Elizabeth (not her real name) is looking better. She’s come back to this London food bank and  it’s wonderful to see her smiling face.  She has her head up and is keen to talk. When I first wrote about her here, she was so traumatised she couldn’t look at me and could hardly speak.  Her husband had been hospitalised following a suicide bid. He tried to hang himself, with their eight-year-old daughter a witness to all.  The youngster had to run to get a knife, then hand it to her mother. Elizabeth cut the rope and called the ambulance.

She brings me up to date.  Her young daughter has now begun therapy, and she and her brother have just started getting free school meals. People are now rallying to support this lovely mum and her three children – the youngest a baby boy of seven months. Elizabeth says: “The primary school was very helpful. They asked what they could do. The social worker has been visiting the children every week, and the kids have been eating better for the last few weeks.” Thankfully, some of the boroughs in this area are disturbed about the disgraceful fact that increasing numbers of families in this wealthy city are unable to feed their children.

Her husband is still in hospital being treated for severe depression, although he’s been shouting that he wants to go home. He and Elizabeth are Nigerian and have been in the UK for a few years. They’re applying for British Citizenship.  Her husband had been working part-time to help support his family while studying here to become an accountant. But he had to stop working because of a change in the student visa rules.

He got depressed, and has had to leave his course. You know what happened next.  He has been deemed a high risk patient, and will not be leaving his in-patient unit in the near future. Elizabeth says he is a good dad, who loves to see her and kids when they go to visit him in hospital. The family is now surviving on Elizabeth’s maternity pay of £278 a fortnight, from her job as a carer for the elderly. In addition, social services have got her to start claiming £47.10 a week (probably child benefit)  – the total for all three children.

Elizabeth rents privately, paying £700 a month for a one-bedroom flat. All five of them share the same bedroom. Her landlord has now served a notice on her to quit the flat. Amazingly – and this shows the incredible resilience demonstrated by many of our food bank clients – Elizabeth says “I feel more positive, though my landlord is still on my neck. He gave me two month’s notice to quit.”
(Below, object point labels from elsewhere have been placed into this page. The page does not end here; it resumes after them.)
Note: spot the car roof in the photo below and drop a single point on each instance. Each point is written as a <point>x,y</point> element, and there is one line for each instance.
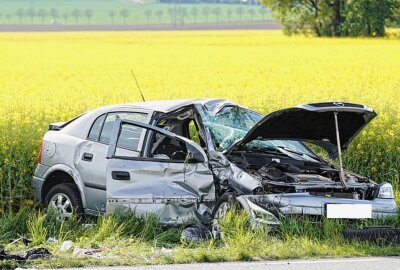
<point>166,106</point>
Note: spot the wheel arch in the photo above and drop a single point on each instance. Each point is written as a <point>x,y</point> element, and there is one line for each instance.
<point>59,174</point>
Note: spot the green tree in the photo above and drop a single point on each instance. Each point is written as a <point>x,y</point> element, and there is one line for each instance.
<point>171,13</point>
<point>240,12</point>
<point>369,17</point>
<point>111,14</point>
<point>31,14</point>
<point>42,13</point>
<point>88,14</point>
<point>148,14</point>
<point>54,13</point>
<point>194,12</point>
<point>8,17</point>
<point>159,14</point>
<point>125,14</point>
<point>263,11</point>
<point>251,12</point>
<point>20,13</point>
<point>205,11</point>
<point>229,13</point>
<point>217,12</point>
<point>65,16</point>
<point>334,17</point>
<point>76,13</point>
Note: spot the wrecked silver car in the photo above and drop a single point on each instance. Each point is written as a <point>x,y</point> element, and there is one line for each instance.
<point>190,160</point>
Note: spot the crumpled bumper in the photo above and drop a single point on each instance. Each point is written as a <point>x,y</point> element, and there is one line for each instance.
<point>267,209</point>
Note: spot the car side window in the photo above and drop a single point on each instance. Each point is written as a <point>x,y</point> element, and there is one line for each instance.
<point>164,147</point>
<point>96,128</point>
<point>130,135</point>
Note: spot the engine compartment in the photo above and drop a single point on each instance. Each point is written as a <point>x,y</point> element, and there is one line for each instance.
<point>281,174</point>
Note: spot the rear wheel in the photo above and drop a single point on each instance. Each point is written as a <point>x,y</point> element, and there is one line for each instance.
<point>65,200</point>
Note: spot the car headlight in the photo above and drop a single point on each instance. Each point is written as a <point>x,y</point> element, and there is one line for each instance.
<point>386,191</point>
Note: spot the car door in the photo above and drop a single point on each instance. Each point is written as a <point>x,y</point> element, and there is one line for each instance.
<point>91,154</point>
<point>172,181</point>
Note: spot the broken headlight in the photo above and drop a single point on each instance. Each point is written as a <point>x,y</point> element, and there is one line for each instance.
<point>385,191</point>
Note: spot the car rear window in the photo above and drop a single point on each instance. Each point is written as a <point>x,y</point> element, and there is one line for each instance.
<point>130,135</point>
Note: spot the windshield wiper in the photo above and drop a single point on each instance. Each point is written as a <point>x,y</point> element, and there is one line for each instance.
<point>297,152</point>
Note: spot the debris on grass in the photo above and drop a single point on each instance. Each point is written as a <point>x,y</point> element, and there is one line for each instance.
<point>89,252</point>
<point>32,254</point>
<point>66,245</point>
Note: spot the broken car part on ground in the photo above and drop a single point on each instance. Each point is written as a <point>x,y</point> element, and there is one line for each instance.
<point>186,160</point>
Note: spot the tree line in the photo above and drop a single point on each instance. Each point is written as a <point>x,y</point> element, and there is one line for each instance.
<point>176,14</point>
<point>336,17</point>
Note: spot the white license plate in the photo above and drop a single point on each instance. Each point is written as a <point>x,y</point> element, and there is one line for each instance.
<point>349,211</point>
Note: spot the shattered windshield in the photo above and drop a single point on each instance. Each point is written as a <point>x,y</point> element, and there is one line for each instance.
<point>232,124</point>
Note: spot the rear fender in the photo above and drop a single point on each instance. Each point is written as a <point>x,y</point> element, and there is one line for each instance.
<point>73,173</point>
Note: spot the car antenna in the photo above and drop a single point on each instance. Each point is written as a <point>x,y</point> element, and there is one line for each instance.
<point>342,175</point>
<point>137,84</point>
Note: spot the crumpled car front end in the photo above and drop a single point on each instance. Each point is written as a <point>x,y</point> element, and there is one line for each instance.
<point>276,174</point>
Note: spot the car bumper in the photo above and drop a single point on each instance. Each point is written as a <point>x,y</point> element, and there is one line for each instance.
<point>276,205</point>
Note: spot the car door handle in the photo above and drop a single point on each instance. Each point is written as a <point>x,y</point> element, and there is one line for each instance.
<point>87,157</point>
<point>118,175</point>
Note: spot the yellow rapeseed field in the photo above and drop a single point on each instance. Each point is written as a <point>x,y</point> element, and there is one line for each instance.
<point>49,77</point>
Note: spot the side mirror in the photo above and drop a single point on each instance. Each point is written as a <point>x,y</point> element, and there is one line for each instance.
<point>194,155</point>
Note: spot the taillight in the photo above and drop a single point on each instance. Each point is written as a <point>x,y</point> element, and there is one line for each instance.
<point>40,152</point>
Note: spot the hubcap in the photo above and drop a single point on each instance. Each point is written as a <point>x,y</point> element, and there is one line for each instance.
<point>62,205</point>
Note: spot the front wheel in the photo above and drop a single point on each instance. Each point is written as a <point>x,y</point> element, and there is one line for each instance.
<point>65,200</point>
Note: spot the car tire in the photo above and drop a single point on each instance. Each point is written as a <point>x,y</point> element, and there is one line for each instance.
<point>64,199</point>
<point>224,203</point>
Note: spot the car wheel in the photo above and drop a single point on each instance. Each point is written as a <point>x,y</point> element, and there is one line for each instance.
<point>223,205</point>
<point>65,200</point>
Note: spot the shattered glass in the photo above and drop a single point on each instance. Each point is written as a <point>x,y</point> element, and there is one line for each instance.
<point>233,123</point>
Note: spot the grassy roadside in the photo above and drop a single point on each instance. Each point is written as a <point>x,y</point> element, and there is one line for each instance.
<point>131,240</point>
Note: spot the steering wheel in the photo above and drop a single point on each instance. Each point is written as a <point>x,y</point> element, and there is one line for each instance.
<point>179,155</point>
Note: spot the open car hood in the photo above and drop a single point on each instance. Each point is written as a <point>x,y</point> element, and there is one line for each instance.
<point>313,123</point>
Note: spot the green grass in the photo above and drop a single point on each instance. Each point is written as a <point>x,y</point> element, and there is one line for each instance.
<point>102,8</point>
<point>132,240</point>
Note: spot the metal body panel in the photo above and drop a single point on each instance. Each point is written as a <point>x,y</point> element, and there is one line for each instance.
<point>175,192</point>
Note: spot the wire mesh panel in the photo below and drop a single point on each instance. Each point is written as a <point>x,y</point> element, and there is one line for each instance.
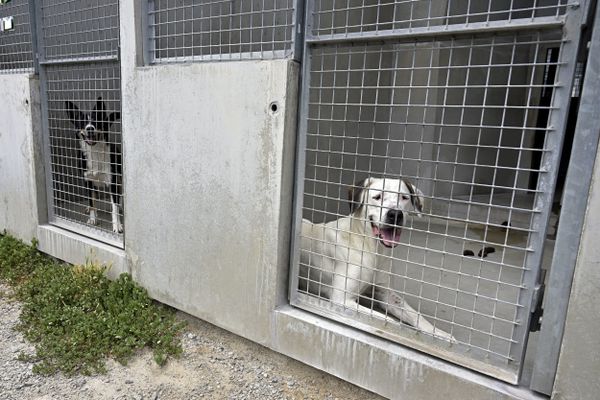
<point>416,217</point>
<point>81,103</point>
<point>355,16</point>
<point>80,28</point>
<point>220,29</point>
<point>16,53</point>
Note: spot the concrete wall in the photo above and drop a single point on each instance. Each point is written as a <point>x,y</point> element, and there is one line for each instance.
<point>22,188</point>
<point>208,170</point>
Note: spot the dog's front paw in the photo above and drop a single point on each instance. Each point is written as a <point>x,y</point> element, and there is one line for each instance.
<point>118,228</point>
<point>445,336</point>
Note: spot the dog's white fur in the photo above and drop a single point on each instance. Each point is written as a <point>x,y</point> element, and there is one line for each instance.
<point>340,257</point>
<point>98,172</point>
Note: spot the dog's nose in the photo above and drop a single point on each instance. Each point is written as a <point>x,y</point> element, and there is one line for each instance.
<point>395,217</point>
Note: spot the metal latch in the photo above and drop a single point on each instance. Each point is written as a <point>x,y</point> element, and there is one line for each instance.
<point>537,311</point>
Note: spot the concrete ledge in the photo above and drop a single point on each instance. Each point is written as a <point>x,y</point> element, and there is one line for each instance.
<point>375,364</point>
<point>77,249</point>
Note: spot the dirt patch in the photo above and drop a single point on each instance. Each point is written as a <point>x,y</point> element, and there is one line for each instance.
<point>215,365</point>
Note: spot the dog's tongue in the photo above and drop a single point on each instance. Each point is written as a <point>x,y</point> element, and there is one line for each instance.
<point>389,236</point>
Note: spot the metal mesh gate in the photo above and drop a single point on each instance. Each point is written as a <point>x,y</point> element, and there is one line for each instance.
<point>445,120</point>
<point>81,103</point>
<point>16,54</point>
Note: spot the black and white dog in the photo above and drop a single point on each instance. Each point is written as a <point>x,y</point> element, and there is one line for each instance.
<point>101,158</point>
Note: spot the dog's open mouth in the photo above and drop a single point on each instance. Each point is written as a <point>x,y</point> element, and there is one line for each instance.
<point>388,235</point>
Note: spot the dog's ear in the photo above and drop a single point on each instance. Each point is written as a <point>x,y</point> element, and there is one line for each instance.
<point>416,197</point>
<point>114,117</point>
<point>76,117</point>
<point>356,194</point>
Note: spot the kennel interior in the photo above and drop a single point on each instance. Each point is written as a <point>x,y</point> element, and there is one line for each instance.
<point>79,63</point>
<point>475,121</point>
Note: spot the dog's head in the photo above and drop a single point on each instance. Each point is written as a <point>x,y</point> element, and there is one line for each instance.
<point>384,204</point>
<point>91,127</point>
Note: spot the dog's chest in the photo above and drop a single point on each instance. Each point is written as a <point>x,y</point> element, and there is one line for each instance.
<point>98,163</point>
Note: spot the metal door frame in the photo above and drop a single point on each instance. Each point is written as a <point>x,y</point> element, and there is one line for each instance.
<point>570,24</point>
<point>41,63</point>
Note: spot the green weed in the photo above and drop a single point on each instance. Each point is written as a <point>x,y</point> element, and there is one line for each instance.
<point>76,317</point>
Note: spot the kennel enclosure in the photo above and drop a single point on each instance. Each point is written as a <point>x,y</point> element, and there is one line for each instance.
<point>469,101</point>
<point>79,63</point>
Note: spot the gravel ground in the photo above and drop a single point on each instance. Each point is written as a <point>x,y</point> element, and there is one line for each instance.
<point>215,365</point>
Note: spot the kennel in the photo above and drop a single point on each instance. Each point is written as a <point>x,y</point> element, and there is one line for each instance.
<point>79,62</point>
<point>469,101</point>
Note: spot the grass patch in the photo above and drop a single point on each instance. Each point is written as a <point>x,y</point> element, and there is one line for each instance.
<point>77,318</point>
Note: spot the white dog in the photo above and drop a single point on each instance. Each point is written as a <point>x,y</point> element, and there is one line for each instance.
<point>338,260</point>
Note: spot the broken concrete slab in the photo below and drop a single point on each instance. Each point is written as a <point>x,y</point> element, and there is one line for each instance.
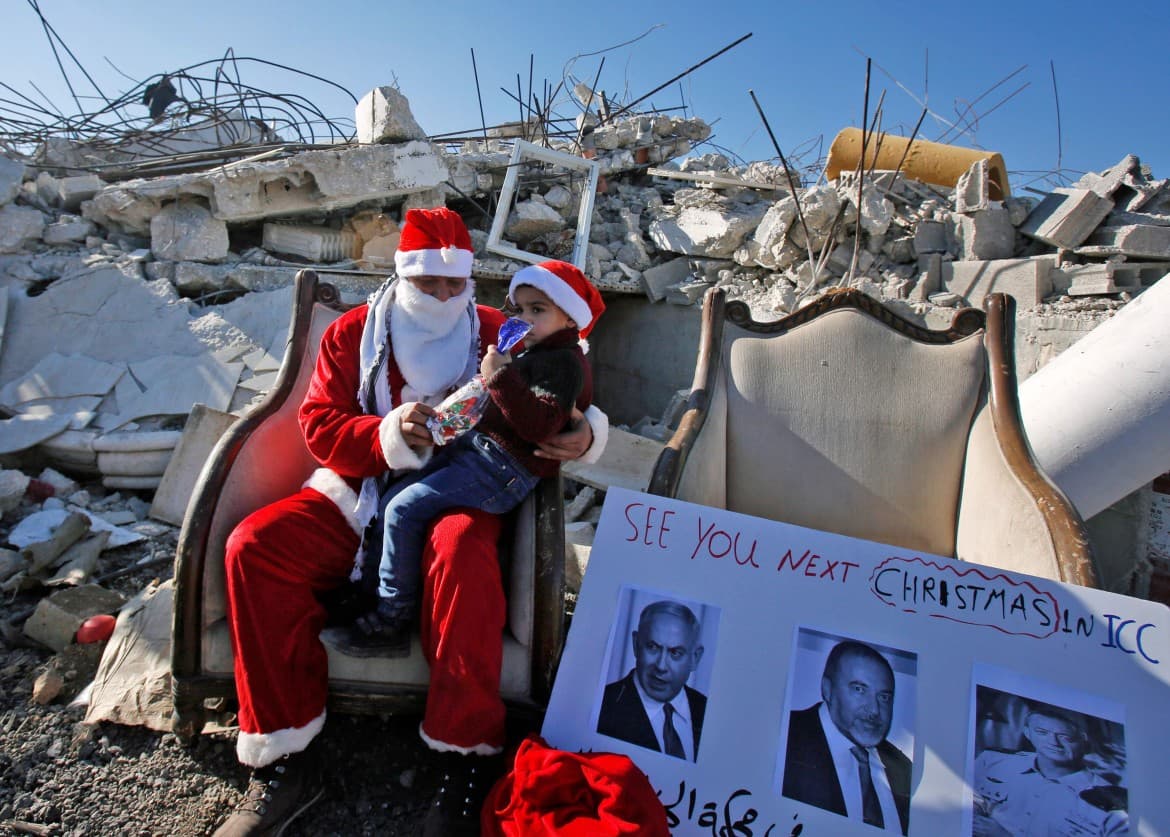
<point>56,618</point>
<point>310,182</point>
<point>186,231</point>
<point>384,116</point>
<point>1135,240</point>
<point>170,385</point>
<point>61,376</point>
<point>703,231</point>
<point>986,234</point>
<point>1027,280</point>
<point>81,310</point>
<point>202,431</point>
<point>658,279</point>
<point>1066,217</point>
<point>20,226</point>
<point>626,462</point>
<point>12,176</point>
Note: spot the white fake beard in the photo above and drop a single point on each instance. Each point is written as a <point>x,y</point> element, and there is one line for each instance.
<point>431,340</point>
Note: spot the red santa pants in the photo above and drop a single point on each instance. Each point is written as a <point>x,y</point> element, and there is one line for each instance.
<point>277,560</point>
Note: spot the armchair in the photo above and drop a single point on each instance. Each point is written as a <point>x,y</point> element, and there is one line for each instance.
<point>239,478</point>
<point>847,418</point>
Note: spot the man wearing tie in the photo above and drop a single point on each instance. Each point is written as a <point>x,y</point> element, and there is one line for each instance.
<point>652,706</point>
<point>838,757</point>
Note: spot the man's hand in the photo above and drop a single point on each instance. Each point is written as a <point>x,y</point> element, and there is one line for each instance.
<point>414,424</point>
<point>493,362</point>
<point>569,444</point>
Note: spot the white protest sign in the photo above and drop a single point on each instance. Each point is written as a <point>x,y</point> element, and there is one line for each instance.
<point>959,686</point>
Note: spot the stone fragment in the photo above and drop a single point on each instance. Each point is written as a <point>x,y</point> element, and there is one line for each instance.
<point>706,232</point>
<point>12,489</point>
<point>68,230</point>
<point>971,189</point>
<point>384,116</point>
<point>312,242</point>
<point>57,617</point>
<point>186,231</point>
<point>1066,217</point>
<point>659,278</point>
<point>1136,240</point>
<point>311,182</point>
<point>1029,280</point>
<point>12,176</point>
<point>20,226</point>
<point>530,219</point>
<point>986,233</point>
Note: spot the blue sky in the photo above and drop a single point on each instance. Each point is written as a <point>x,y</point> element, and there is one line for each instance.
<point>804,61</point>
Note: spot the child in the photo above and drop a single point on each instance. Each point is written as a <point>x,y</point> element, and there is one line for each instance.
<point>493,466</point>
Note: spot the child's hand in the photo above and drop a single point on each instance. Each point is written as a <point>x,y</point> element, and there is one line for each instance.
<point>493,362</point>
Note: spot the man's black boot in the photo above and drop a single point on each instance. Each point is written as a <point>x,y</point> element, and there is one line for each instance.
<point>466,782</point>
<point>276,795</point>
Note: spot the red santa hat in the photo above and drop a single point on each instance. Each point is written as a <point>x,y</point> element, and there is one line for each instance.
<point>568,288</point>
<point>433,242</point>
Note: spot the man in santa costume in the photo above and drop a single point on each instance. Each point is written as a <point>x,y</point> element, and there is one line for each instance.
<point>379,370</point>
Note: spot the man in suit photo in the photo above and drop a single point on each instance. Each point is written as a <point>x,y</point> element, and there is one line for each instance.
<point>838,757</point>
<point>652,706</point>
He gave her a repossession order, which she passed to social services. Elizabeth says she became one month in arrears with the rent, and the landlord used her deposit to cover that. Social services have told her they can’t help until she’s evicted.

Neither will the Coalition’s “flagship” Help to Buy scheme  be able to offer any hope to Elizabeth. David Cameron says the scheme is helping first time buyers outside the south-east on an average house price of £163,000. London prices are much higher. Elizabeth has lost the battle to pay the  rent on the small flat that is totally unsuited to her family’s needs.

This London food bank – one of almost 400 in the UK run by the wonderful Trussell Trust in partnership with local churches and communities – has been able to give Elizabeth help of the most practical kind. But she’s now received her third supply of emergency food.  At this point Alan, the food bank manager, has to gently tell clients that it is now up to other agencies to solve the longer-term problems causing their inability to buy food. What will happen to Elizabeth next?